In order to turn them into chalutzim, ideal settlers for their bold new land, the Yemenites would need to be recast in the new Zionist archetype: tall, pale (never forget your sunhat, lest you be mistaken for a middle-Easterner!), enlightened, educated, and above all else, rabidly secular. (For some, these attributes went hand in hand.)
Of course, this is also the same impulse that we Europeans followed when it came to North American Indians, or Australian Aborigines. Residential schooling is just another side of the same vile coin… separating kids from their families and placing them with “better” families, giving them a “better” life.
In some ways, this idea was ingrained very deeply in the early Zionist / Socialist ideology, where internment camps and Kibbutzim had “children’s houses” and routinely separated children from their parents, presumably to both raise them with modern efficiency, as a group, and to indoctrinate them away from parents’ negative influence.
(I still see this today in how common it is here in Israel to send kids as young as Grade Six or Seven away to residential schools, some nearby and some quite a far distance across the country.)
Going back to the period of the early 1950s, there are a million other excuses why some bureaucrat somewhere might have thought it was a good idea to take Yemenite children away from their families:
- Israel at the time was desperately poor and swamped with new olim
- Israel needed to turn starving immigrant children into a powerful army
- Yemenite families tended to have many children
- Many of their children were not healthy and might have died if left in poverty
But you can certainly see where these well-meaning impulses wound up going horribly wrong.

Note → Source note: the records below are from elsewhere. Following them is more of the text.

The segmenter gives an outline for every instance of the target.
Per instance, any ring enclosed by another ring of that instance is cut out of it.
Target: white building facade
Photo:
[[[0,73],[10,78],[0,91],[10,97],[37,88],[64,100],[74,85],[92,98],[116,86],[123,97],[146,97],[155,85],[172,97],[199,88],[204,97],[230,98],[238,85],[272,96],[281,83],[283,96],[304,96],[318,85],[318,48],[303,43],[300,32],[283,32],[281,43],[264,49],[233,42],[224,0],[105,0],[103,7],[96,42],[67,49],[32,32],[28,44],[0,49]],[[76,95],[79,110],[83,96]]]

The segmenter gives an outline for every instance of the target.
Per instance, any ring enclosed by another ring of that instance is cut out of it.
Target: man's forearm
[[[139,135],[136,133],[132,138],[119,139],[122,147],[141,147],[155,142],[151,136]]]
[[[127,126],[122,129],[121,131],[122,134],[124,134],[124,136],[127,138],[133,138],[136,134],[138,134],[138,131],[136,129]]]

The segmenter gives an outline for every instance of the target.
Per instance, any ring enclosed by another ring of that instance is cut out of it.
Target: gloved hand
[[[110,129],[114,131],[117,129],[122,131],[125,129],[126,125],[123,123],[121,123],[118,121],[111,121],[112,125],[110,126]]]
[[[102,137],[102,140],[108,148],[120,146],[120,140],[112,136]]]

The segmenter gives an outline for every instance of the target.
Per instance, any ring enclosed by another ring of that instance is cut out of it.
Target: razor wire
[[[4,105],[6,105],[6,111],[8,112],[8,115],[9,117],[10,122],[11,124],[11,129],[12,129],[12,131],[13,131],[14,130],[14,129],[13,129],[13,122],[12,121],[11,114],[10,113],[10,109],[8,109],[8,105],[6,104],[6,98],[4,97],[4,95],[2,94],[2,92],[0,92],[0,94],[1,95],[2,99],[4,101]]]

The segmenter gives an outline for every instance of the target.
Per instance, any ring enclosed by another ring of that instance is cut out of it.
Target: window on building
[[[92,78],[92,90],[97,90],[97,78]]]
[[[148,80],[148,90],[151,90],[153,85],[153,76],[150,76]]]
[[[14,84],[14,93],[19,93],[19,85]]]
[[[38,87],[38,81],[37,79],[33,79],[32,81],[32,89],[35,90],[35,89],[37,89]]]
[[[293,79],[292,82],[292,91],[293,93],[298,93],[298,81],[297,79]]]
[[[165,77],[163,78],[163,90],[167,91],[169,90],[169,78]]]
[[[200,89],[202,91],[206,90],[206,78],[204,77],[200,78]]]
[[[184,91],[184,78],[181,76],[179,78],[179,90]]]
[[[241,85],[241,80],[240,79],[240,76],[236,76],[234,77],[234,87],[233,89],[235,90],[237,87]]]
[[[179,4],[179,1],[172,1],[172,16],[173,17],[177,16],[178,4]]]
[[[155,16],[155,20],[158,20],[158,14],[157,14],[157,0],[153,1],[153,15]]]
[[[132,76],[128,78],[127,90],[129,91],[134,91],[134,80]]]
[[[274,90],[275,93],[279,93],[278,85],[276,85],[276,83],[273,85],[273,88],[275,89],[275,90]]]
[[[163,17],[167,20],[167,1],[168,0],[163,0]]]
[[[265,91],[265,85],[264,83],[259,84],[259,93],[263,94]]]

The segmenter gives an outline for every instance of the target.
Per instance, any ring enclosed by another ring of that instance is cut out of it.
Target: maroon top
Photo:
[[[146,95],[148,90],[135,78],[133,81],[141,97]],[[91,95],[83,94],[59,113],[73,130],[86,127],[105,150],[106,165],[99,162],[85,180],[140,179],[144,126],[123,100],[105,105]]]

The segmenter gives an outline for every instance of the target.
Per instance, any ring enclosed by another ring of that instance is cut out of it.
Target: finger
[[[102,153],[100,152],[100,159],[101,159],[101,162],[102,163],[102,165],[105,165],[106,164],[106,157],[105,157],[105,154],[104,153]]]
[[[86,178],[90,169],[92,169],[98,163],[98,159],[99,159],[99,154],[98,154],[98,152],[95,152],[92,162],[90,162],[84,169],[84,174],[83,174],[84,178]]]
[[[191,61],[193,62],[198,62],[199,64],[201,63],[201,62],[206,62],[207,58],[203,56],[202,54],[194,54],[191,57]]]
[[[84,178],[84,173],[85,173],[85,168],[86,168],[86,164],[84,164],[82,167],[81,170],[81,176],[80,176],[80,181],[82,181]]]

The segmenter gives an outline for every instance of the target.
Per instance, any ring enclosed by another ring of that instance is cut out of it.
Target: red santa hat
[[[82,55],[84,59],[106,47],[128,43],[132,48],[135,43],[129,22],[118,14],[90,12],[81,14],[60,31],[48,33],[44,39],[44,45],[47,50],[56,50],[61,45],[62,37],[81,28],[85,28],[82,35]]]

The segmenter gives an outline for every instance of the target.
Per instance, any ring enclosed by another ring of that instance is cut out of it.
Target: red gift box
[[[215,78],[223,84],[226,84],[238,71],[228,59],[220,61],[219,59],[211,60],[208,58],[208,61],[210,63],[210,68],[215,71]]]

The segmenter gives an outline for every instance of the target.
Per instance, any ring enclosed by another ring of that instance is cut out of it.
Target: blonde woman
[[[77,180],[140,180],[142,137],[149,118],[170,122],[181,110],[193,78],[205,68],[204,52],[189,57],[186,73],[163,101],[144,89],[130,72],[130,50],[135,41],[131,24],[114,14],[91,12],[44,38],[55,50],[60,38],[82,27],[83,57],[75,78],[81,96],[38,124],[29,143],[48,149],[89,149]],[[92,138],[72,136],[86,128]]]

I said before that it doesn’t matter how many children were taken.
But the question of exactly how many Yemenite children and families were involved, it turns out, is a sticky one.
Honestly, I couldn’t get a clear sense of it. One activist in the Yemenite community, back in the 90s, claimed a “holocaust” of 4,500 children (ignore the 2011 date on this story; it’s a reprint from 1992, I believe). Another source I found says that “A baby disappeared from one out of every eight Yemenite families.”
(Because many families were related, it’s possible that there was some overlap between the stories of disappearances, ie that multiple families remembered the same child.)
An official government probe in the 1990s investigated 800 suspicious cases, but concluded that only 56 children were taken; the rest actually did die. Unfortunate, but true, says the official government line.
The truth lies somewhere in between, though I’m inclined to believe it’s at the lower end (and boy, do I want to believe that!).
Even if it was only 10 children, only 5 children, only 1 child… the State of Israel and/or the Jewish Agency should still apologize to the Yemenite community for its complicity, for its ineptitude, for its something. Any type of apology would be a good start.
I know, I know. I already said the past is not so simple. But sometimes, it really is just that simple. The truth is, something happened. And somebody, somewhere knew. For this, an official apology is about 60 years overdue.